First, the defendants argued that the plaintiff agency’s claims were not on behalf of the plan because its goal was only to have money paid to the plan so that it could be used to be paid to the plaintiff agency in satisfaction of the prior judgment. The court rejected this argument, finding that the plaintiff agency’s claim was that the plan’s trustees should have collected enough money to keep the plan solvent so that it could pay its expenses and that, as a result, it was “of no moment that recovery inuring to the Plan may ultimately benefit particular participants.”

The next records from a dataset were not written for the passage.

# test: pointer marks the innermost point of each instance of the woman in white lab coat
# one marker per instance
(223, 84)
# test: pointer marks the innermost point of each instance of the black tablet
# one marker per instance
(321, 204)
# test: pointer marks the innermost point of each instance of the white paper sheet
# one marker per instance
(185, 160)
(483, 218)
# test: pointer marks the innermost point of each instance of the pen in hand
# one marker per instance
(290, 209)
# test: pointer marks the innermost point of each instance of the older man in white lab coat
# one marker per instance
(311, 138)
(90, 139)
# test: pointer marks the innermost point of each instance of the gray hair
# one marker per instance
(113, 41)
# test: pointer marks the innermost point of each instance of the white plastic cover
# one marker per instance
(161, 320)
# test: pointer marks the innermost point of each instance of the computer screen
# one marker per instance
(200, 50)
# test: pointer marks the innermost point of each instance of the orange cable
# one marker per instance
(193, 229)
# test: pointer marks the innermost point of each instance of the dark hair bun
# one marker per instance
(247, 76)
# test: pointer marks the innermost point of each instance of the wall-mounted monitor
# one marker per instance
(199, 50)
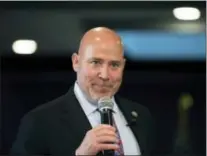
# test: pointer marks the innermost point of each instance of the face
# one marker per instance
(99, 70)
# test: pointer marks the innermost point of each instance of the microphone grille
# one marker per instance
(105, 103)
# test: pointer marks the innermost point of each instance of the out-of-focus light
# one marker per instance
(186, 13)
(24, 47)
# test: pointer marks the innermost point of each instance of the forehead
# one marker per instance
(104, 51)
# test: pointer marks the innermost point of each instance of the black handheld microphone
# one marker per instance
(133, 121)
(105, 106)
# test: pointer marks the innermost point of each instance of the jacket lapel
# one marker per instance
(74, 118)
(73, 115)
(138, 127)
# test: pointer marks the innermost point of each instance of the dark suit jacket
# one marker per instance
(58, 127)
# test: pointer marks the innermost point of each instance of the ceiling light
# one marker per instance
(186, 13)
(24, 47)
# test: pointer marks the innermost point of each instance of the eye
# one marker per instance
(115, 65)
(95, 62)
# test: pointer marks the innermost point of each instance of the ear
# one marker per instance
(124, 63)
(75, 61)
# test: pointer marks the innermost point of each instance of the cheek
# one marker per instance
(88, 74)
(116, 76)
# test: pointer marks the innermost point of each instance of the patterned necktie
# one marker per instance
(120, 151)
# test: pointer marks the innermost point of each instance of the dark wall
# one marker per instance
(156, 85)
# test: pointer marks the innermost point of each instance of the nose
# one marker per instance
(104, 73)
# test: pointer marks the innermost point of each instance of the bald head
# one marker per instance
(100, 37)
(99, 63)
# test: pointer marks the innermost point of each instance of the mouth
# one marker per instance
(102, 88)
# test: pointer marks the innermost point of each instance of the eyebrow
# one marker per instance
(99, 59)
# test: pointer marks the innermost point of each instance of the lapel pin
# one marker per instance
(134, 114)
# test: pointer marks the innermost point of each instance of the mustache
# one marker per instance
(107, 85)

Second, the plaintiff agency’s ability to bring this action was also challenged because it certainly was not a participant or beneficiary, and it had ceased to be a fiduciary since it withdrew from the plan in 1992. Thus, the plaintiff agency was no longer strictly within the category of those with standing to bring an action under ERISA § 502(a)(2). Nevertheless, the court held that the plaintiff agency had standing as a fiduciary because it “had a continuing interest in protecting the Plan assets,” so that it could have those assets refunded to it. The court distinguished its prior decision in Chemung Canal Trust Co. v. Sovran Bank/Maryland, 939 F.2d 12 (2d Cir. 1991), in which it held that a former fiduciary lacked standing because it no longer had an interest in protecting a plan. Because the court held that the plaintiff agency did still have such an interest, it maintained standing as a fiduciary.
The Second Circuit’s holdings regarding standing are likely to be the most significant from this decision. The court’s decision increases the possibility that a plaintiff may simply use a plan as a front to obtain benefits or other amounts claimed to be owed by a plan if the plan is unable to satisfy that payment. The decision provides that a claim for breach of fiduciary duty is brought on behalf of the plan even if the plan is required to immediately turn around and pay out any amounts recovered. Perhaps more importantly, the decision seemingly expands the category of persons who can bring an action for breach of fiduciary duty to include a former fiduciary, at least so long as the former fiduciary can show that it maintains an interest in protecting the plan.
The case is L.I. Head Start Child Development Services, Inc. v. Economic Opportunity Commission of Nassau County, Inc., Case No. 12-2082-cv (2d Cir. Mar. 13, 2013).